Jamur Goreng Krispi - Crispy Oyster Mushroom Fritters

Author: Anita Jacobson

Categories:  

Cuisines: 

Ingredients: 

Prep Time: 15 mins

Cook Time: 15 mins

Total Time: 30 mins

Serves: 4

Ingredients

  • 150 gram oyster mushroom (Indonesian: jamur tiram), tear into bite size pieces
  • enough oil for deep frying
  • Batter
  • 100 gram all purpose flour (Indonesian: tepung terigu)
  • 100 ml water
  • 1 egg
  • 2 cloves garlic (Indonesian: bawang putih), grated
  • 1 teaspoon ground coriander (Indonesian: bubuk ketumbar)
  • 1 teaspoon salt
  • 1/2 teaspoon sugar
  • 1/2 teaspoon ground white pepper (Indonesian: bubuk lada putih)
  • 1/2 teaspoon baking soda (Indonesian: soda kue)
  • Condiments
  • tomato sauce (Indonesian: saus tomat)
  • chili sauce (Indonesian: saus cabe botolan)

Instructions

  1. Mix all batter ingredients until smooth, drop oyster mushroom into the batter and mix well.
  2. Deep fry the coated mushrooms until golden brown and crispy.
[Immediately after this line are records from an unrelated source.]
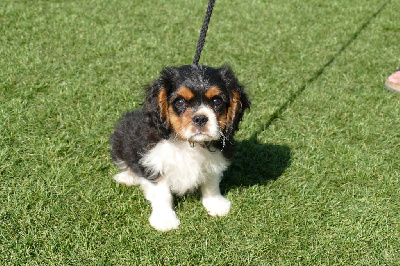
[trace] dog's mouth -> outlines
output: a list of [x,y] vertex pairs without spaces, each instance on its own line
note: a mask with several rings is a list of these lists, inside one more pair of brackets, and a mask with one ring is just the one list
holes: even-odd
[[217,136],[212,136],[209,132],[196,129],[193,134],[189,137],[190,142],[207,142],[212,140],[217,140]]

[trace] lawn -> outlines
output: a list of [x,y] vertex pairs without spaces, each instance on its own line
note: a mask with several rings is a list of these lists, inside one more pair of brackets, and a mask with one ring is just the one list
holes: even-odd
[[116,184],[109,135],[165,66],[192,62],[207,1],[0,2],[0,263],[400,265],[399,1],[218,0],[200,63],[252,108],[227,217],[177,198],[157,232]]

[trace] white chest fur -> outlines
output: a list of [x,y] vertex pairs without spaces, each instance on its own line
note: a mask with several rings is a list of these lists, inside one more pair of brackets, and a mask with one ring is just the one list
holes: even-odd
[[229,161],[221,151],[209,151],[200,145],[191,147],[182,140],[163,140],[146,153],[140,164],[160,174],[172,192],[182,195],[197,188],[208,178],[220,178]]

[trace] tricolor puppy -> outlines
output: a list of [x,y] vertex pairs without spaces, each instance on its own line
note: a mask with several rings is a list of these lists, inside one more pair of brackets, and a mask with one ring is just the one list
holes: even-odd
[[178,228],[172,195],[199,187],[210,215],[228,214],[231,203],[219,183],[249,107],[230,67],[191,65],[165,68],[147,87],[143,110],[121,118],[111,135],[111,156],[121,169],[114,179],[142,187],[155,229]]

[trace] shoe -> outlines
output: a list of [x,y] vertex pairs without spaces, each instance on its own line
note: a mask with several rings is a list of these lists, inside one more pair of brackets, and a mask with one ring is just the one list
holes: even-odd
[[400,93],[400,69],[397,69],[396,72],[386,79],[385,88]]

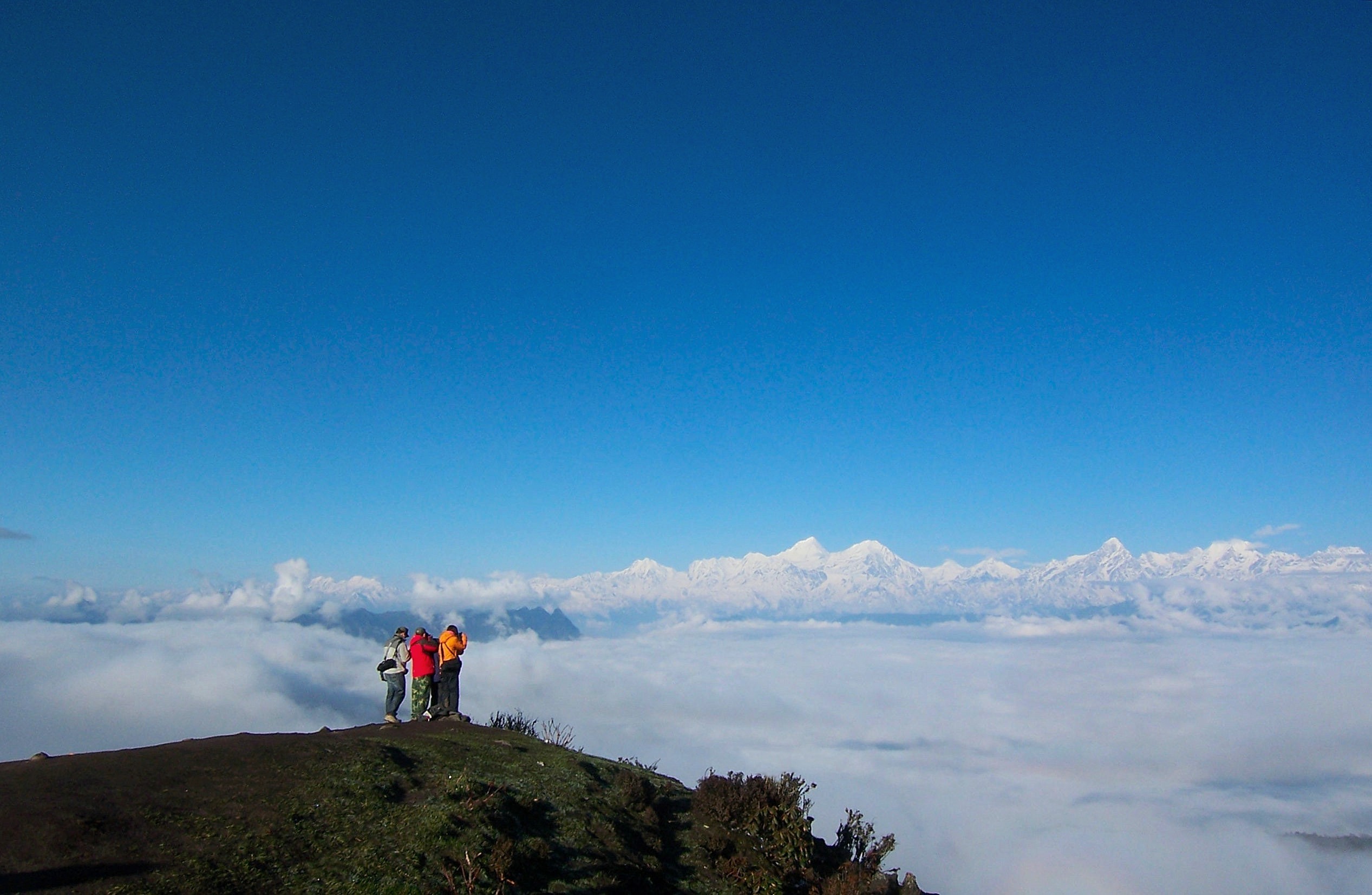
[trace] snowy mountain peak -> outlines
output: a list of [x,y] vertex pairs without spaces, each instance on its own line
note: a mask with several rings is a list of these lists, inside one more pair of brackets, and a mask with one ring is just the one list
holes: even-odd
[[786,562],[814,562],[822,561],[829,556],[829,551],[825,545],[819,543],[819,539],[807,537],[804,540],[796,541],[790,548],[777,554],[777,559],[785,559]]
Drain on wire rack/paper towel. You can do this in batches since overcrowding the pot will make the temperature drops too much, not desirable when deep frying.
  3. If you have any leftover batter, you can thinly stream this into the hot oil to make crispy flakes (very much like how you would make kremes or tempura flakes). Drain the flakes on paper towel.
  4. Serve the crispy mushroom fritters and flakes immediately. In Indonesia, we love dipping this in tomato sauce and/or chili sauce, but they are delicious as is.